The Star Wars Effect is to take a small, remote destination and turn it into the centre of the universe. The result is somewhat dazzling. Less impressive is the act of making a promise one cannot, or should not, keep. Part of me wants to see Skellig Michael enjoy the fame it deserves. Part of me wants to see Skellig Michael before the place is ruined.
Such oppositions are within the bailiwick of the 21st Century Tourist, for whom the lie travels further than the truth. I am not going to visit Skellig Michael next summer, but I did think about it. To justify the intrusion I told myself that I am not some coach-tour insect, but a lightfooted explorer, teaching the world to juggle. For even a journey of a thousand miles begins with a pack of lies. Some of them make us feel better about stomping all over this fragile planet. Others are designed to show how corporations care about people and places they exploit for profit.
In Morocco I realised that there is no art in being a tourist.
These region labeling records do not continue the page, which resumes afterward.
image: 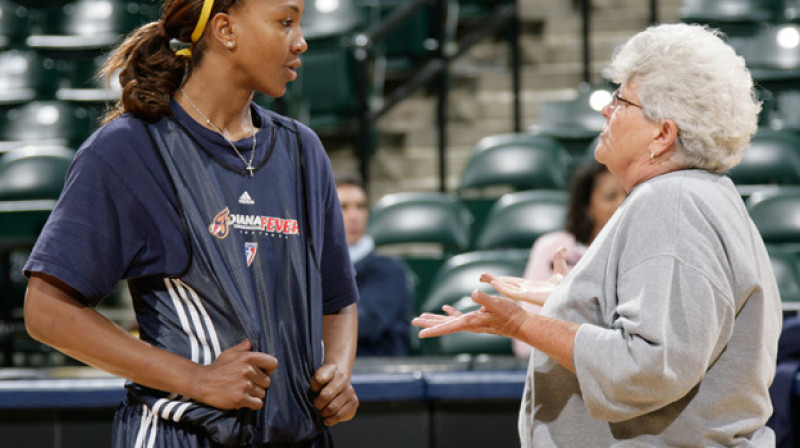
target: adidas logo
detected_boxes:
[239,191,255,205]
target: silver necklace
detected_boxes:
[180,89,257,177]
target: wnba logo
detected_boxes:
[208,207,231,239]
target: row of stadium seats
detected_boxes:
[0,146,800,353]
[0,0,513,139]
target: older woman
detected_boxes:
[414,24,781,447]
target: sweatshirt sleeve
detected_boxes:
[573,255,735,422]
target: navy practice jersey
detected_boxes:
[26,103,356,445]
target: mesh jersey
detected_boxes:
[26,105,355,445]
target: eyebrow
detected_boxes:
[280,5,300,14]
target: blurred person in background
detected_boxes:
[336,177,412,357]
Or else we have forgotten how to journey lightly. I don’t want to stay at home forever, but I do need to get better at seeing the world. That might mean travelling less, to more obscure places, without myself; that is, without the weight of all that baggage. And perhaps we should all consider the possibility that this is not the beginning, but the end, of a Golden Age. That we are approaching Peak Tourism.
Imagine more chronic overcrowding. More bombs. More taxes on travel. More restrictions on our movement. Climate chaos. Empty planes. Imagine becoming the owner of a useless passport. When this seems all too real, remember that in the year 2016 you could fly to anywhere in the world for less than the price of a new mountain bike. Finally, try to recall what it was like to be a stupid tourist, and why, for all its depredations, that facility was worth defending: because it brought you closer to a proper understanding of the human condition.
Travel teaches us that freedom is something you have to defend from time to time, but also that freedom is nothing without responsibility. This may be one of those times.